= Thomas Baines (Ontario) =

Thomas Baines (1799–1867) was born in Caynham, England, as the son of the Rev. James Johnson Baines, and came to Canada c.1821.

Baines worked as a land and immigrant agent with Peter Robinson, most notably settling the Irish immigrants in the Bathurst district and Peterborough, Ontario. He was later commissioned as an officer in the 1st Carleton Regiment and was made Deputy Auditor General. Due to his experience of land assessment and transaction in Ontario, he was appointed as Secretary of the Clergy Corporation in 1833 and executed the sale of the controversial Clergy Reserves. By 1838, the corporation was essentially dissolved and Thomas was appointed Crown land Agent for the Home District. He continued in this role until 1855 when he tendered his resignation to the Lieutenant Governor following allegations of default. He was shown to be in arrears (the greatest default in pre-Confederation Ontario) and so was forced to cede all his property to the government. From 1844 to 1863 he owned a Brewery at Queen and Niagara Streets called the West Toronto Brewery while he also owned a mill at Innisville. The Brewery was sold to Patrick Cosgrave in 1863 and continued making beer for another eighty years.

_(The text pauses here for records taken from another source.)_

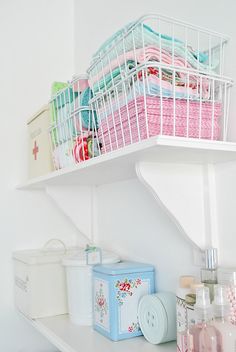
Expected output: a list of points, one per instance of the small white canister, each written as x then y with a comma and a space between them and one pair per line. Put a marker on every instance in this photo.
79, 282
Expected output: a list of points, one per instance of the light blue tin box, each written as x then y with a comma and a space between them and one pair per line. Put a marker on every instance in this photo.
117, 290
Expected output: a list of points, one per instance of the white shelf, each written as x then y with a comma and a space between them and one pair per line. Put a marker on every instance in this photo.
68, 337
120, 164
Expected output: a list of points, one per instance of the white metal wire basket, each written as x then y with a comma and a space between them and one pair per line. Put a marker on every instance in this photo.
156, 76
71, 133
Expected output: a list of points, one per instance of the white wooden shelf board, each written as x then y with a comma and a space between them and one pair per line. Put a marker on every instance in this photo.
68, 337
120, 164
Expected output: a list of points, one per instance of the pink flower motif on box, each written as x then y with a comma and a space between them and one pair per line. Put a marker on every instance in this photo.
134, 327
126, 288
101, 305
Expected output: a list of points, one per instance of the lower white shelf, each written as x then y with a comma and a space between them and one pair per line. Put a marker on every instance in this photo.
68, 337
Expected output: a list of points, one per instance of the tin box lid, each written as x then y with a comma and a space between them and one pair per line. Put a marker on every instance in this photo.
80, 259
125, 267
43, 256
38, 113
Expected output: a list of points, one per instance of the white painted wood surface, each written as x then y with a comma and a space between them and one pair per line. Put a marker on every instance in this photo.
68, 337
120, 164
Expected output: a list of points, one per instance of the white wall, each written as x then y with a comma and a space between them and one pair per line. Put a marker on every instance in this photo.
148, 227
36, 48
37, 43
106, 17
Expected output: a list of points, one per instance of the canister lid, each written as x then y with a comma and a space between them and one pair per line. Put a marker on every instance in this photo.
43, 256
79, 259
157, 317
125, 267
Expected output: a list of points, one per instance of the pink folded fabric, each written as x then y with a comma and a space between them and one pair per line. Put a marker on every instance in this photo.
143, 55
134, 122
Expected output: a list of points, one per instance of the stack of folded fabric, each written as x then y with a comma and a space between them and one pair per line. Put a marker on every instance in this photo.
147, 83
139, 120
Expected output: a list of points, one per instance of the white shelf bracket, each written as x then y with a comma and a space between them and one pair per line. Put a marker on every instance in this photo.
187, 192
76, 203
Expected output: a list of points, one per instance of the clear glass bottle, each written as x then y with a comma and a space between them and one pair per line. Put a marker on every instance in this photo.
190, 300
204, 336
221, 308
209, 273
181, 311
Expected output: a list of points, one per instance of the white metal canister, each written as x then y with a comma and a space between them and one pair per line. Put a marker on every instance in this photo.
79, 283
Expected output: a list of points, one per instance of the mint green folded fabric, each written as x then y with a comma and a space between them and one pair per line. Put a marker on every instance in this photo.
141, 35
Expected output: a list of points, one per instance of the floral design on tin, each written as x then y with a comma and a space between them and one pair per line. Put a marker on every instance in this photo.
134, 327
101, 305
126, 288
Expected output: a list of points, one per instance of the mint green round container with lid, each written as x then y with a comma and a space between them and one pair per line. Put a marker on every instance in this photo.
157, 317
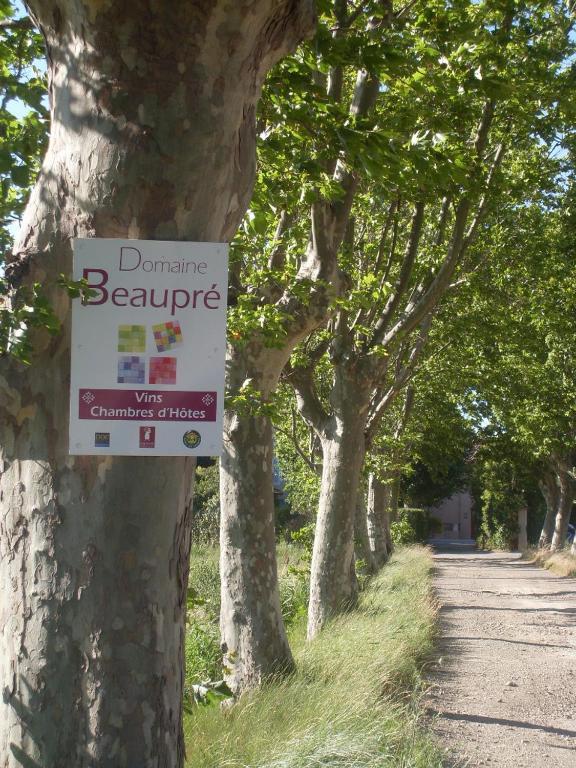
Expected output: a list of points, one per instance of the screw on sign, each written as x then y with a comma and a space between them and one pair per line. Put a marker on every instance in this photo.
147, 437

He was also involved in the incorporation of a number of companies in the Toronto area including the Western Assurance Company in 1851, as well as the Victoria Mining Company and the Toronto and Georgian Bay Canal Company in 1856. Thomas Baines died in 1867 at Toronto.

He married twice, first to Georgina Catherine Lodge Wilcocks by who he had one surviving child; his second marriage was to Catherine, daughter of William Bancks, the founder of Bewdley, Ontario, by whom there were many other children, including Dr. Allen Mackenzie Baines the first Physician-in-Chief of the Hospital for Sick Children.